Schematic representation of the functional yeast (A) and human (B) mitochondrial pyruvate carrier (MPC) dimers. Pyruvate transport activity measured in yeast Mpc1/Mpc3 (C) or human MPC1L/MPC2 (D) proteoliposomes in comparison with empty liposomes at a ΔpH of 1.6. Oligomeric state analysis for the purified yeast Mpc1/Mpc3 (E) and human MPC1L/MPC2 (F) by SEC‐MALLS. In (E) and (F), the masses of the protein–detergent–lipid complex (PDL, gray), the detergent–lipid micelle (DL, blue), and the protein (P, red) are indicated.

FIGURE 3

(A) Sequence alignment of human and yeast MPC proteins, generated by Jalview. The residues are labeled according to the Zappo coloring scheme, where aliphatic, polar, aromatic, positively charged, negatively charged, Pro/Gly, and Cys, are colored pink, green, orange, blue, red, magenta, and yellow, respectively. (B) Average hydropathy score for each position across MPC proteins from different species; MPC1 (n = 96), MPC2 (n = 132), and MPC1L (n = 60). Sequences were aligned using Jalview and each residue was given a hydropathy score following the Kyte–Doolittle matrix. Moving averages across 16 residues were used to calculate the final score for each position, after which all three plots were aligned according to position of the predicted transmembrane helices. Portions after the final transmembrane helix were truncated in each alignment. The secondary structure predictions given are based on AlphaFold structural models, as well as the hydropathy plots.

FIGURE 4

Comparison of MPC with the SemiSWEET transporter. (A) Vibrio sp SemiSweet transporter protomer structure (PDB: 4QND). (B–G) Structural predictions of each human and yeast MPC protomer. AlphaFold predictions, are shown in bold colors, while predictions from trRosetta, are shown in lighter shades of the same color‐scheme. In (H, I), the homo‐dimer of the SemiSWEET is shown, as well as a predicted structure of the hMPC1/MPC2 hetero‐dimer.
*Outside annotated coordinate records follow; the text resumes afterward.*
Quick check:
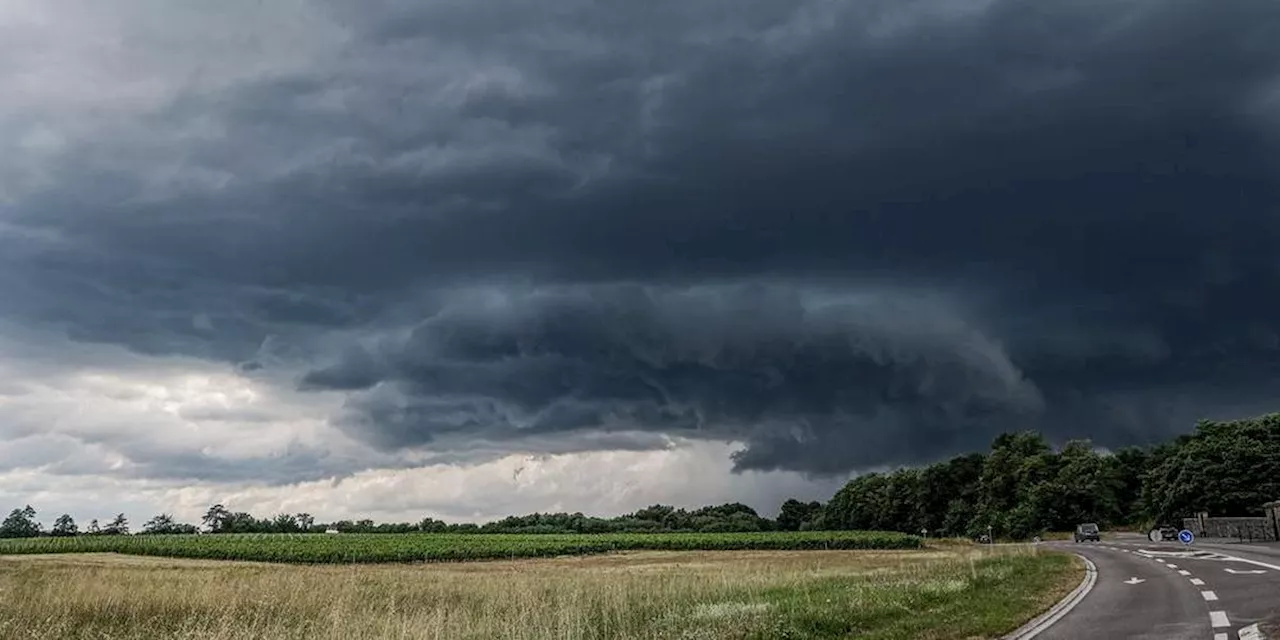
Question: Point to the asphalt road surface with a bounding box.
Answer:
[1036,535,1280,640]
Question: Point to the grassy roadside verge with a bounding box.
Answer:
[0,547,1083,640]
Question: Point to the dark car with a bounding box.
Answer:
[1075,522,1102,543]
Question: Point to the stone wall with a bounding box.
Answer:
[1183,509,1276,540]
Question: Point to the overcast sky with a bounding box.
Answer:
[0,0,1280,521]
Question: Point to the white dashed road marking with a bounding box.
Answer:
[1208,611,1231,628]
[1239,625,1262,640]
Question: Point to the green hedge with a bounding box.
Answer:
[0,531,923,563]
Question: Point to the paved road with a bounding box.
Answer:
[1036,535,1280,640]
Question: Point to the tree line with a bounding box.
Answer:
[0,413,1280,539]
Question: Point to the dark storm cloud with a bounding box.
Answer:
[305,285,1041,471]
[0,0,1280,471]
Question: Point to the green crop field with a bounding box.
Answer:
[0,531,923,563]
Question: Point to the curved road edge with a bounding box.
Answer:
[1000,553,1098,640]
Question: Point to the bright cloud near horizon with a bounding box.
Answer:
[0,0,1280,522]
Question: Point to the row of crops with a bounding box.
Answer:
[0,531,923,563]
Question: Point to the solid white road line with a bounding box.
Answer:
[1222,556,1280,571]
[1208,611,1231,628]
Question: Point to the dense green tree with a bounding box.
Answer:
[777,499,822,531]
[1142,413,1280,521]
[0,504,40,538]
[49,513,79,536]
[102,513,129,535]
[200,504,232,534]
[142,513,200,535]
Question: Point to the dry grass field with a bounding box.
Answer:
[0,547,1083,640]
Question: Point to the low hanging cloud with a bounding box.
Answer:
[0,0,1280,514]
[303,284,1042,472]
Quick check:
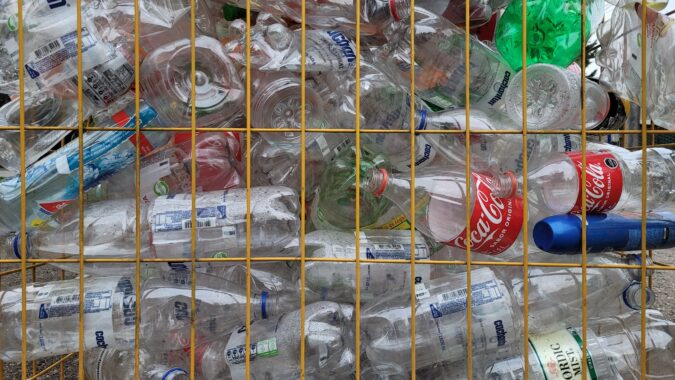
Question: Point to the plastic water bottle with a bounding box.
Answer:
[376,8,515,111]
[484,310,675,380]
[1,198,155,276]
[495,0,604,70]
[361,262,653,370]
[494,148,675,219]
[361,167,527,258]
[0,92,85,173]
[220,0,400,35]
[140,265,299,351]
[141,36,244,127]
[84,348,190,380]
[218,302,356,380]
[596,3,675,129]
[504,253,656,333]
[0,100,169,233]
[505,63,614,130]
[148,186,300,258]
[24,1,134,108]
[95,132,243,204]
[310,147,392,231]
[361,268,522,370]
[224,21,356,73]
[0,277,136,362]
[287,230,434,303]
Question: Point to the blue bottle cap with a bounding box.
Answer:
[532,214,581,253]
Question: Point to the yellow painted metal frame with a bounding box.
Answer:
[0,0,664,379]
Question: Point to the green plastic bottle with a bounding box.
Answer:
[495,0,592,70]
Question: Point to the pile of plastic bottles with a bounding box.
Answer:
[0,0,675,380]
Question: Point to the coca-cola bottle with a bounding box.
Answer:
[362,167,524,258]
[494,148,675,219]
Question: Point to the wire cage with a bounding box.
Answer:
[0,0,675,379]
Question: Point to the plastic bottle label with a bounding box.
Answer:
[25,27,100,81]
[305,31,356,71]
[530,329,598,380]
[566,152,623,212]
[225,326,279,379]
[35,278,119,351]
[445,173,523,255]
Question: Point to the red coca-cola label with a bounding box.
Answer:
[445,173,523,256]
[566,152,623,212]
[40,199,74,215]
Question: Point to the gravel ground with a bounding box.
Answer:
[1,250,675,380]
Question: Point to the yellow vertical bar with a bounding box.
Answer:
[76,0,85,374]
[134,1,143,370]
[464,1,473,379]
[17,0,28,372]
[354,0,362,380]
[300,1,308,380]
[579,0,588,374]
[406,0,417,380]
[640,0,647,378]
[521,1,530,380]
[190,0,197,379]
[244,0,251,379]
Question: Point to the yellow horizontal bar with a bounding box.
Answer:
[0,126,675,134]
[28,352,76,380]
[0,257,675,270]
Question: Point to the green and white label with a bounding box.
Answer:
[530,329,598,380]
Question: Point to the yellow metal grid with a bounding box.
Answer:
[0,0,675,379]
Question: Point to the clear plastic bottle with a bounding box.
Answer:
[504,63,610,130]
[0,92,85,173]
[596,2,675,129]
[140,269,299,351]
[287,230,434,302]
[23,1,134,108]
[484,310,675,380]
[494,148,675,219]
[141,36,245,127]
[375,8,515,112]
[84,348,190,380]
[361,167,528,259]
[1,198,154,275]
[224,21,356,73]
[310,146,392,231]
[219,0,404,35]
[214,302,356,380]
[96,132,243,204]
[361,268,522,370]
[0,103,169,232]
[148,186,300,258]
[0,277,136,362]
[507,253,656,333]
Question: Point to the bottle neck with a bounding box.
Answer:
[387,0,410,22]
[492,171,522,198]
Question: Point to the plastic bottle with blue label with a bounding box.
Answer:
[481,310,675,380]
[0,99,170,233]
[148,186,300,258]
[224,23,356,73]
[219,301,358,380]
[140,263,300,351]
[0,277,136,362]
[532,213,675,255]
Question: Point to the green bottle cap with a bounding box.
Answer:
[223,4,246,21]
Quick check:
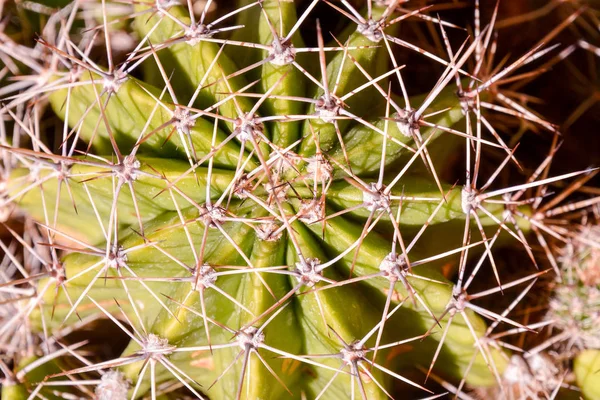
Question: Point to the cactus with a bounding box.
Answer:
[0,0,598,400]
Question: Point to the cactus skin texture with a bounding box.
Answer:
[0,0,598,400]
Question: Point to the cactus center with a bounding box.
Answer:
[306,154,333,182]
[315,95,342,124]
[379,253,408,282]
[114,155,141,183]
[102,69,127,93]
[106,246,127,270]
[95,370,129,400]
[173,107,196,135]
[269,38,296,66]
[340,341,367,365]
[394,109,421,137]
[460,186,480,215]
[200,204,226,228]
[356,19,384,43]
[192,264,217,291]
[233,115,264,143]
[142,333,176,360]
[297,199,325,224]
[294,258,323,287]
[236,326,265,350]
[185,23,214,46]
[254,220,283,242]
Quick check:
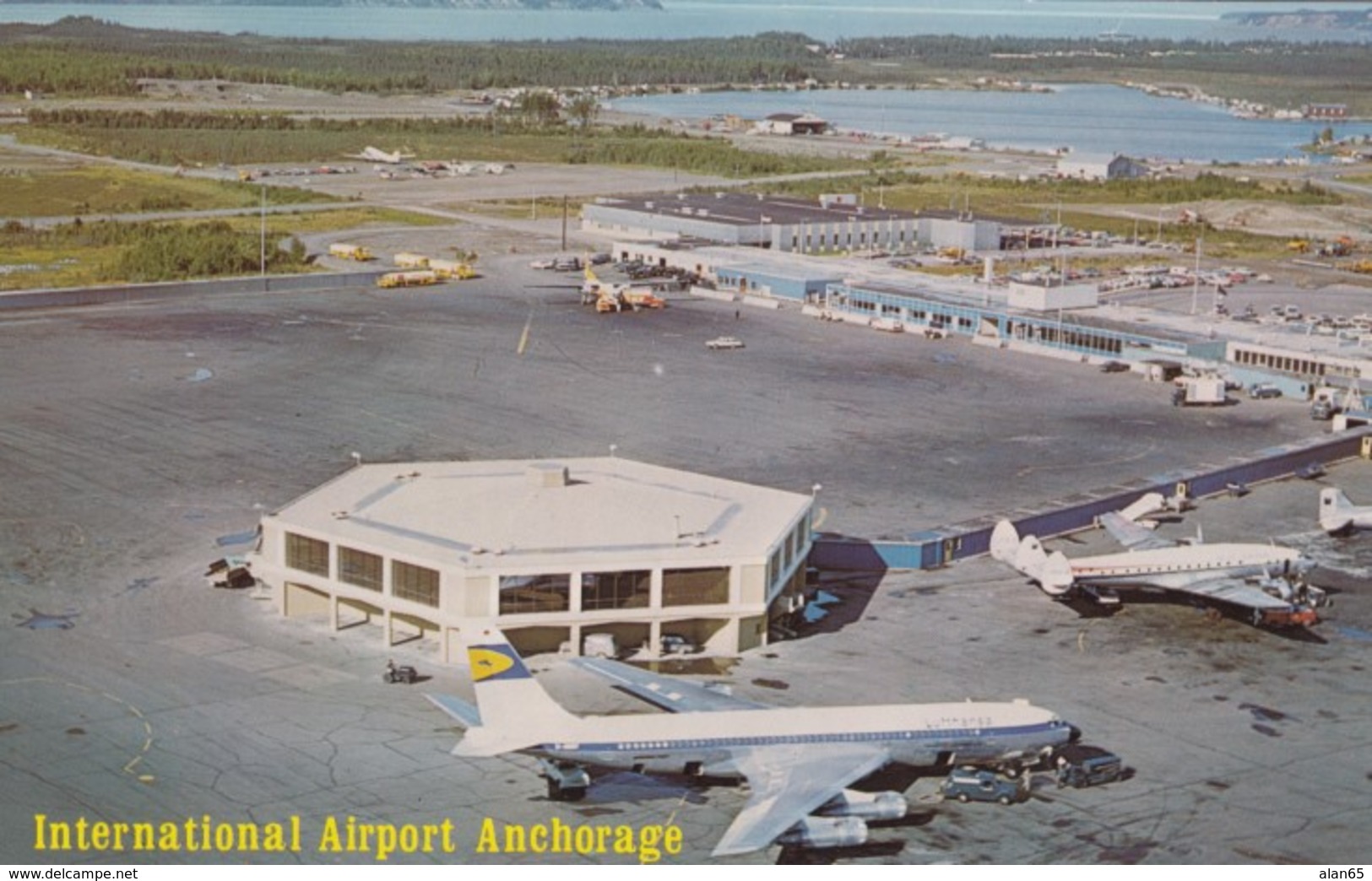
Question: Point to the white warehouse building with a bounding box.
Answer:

In all panels, transmembrane helices TM1, TM2, and TM3 are shown in blue, yellow, and red, respectively, with the N‐terminal amphipathic helix shown in white. The C‐terminal extensions in yeast MPC proteins, predicted to be helical, are shown in gray. Root mean square deviation values, comparing the predictions by AlphaFold and trRosetta, are indicated.

FIGURE 5

Common chemical properties of key MPC inhibitors. 2D models of pyruvate and selected MPC inhibitors are shown with key chemical properties highlighted. Polar groups mimicking pyruvate are shown in red, while hydrophobic ring features are shown in yellow spheres. IC₅₀ measurements are also stated for compounds, where available.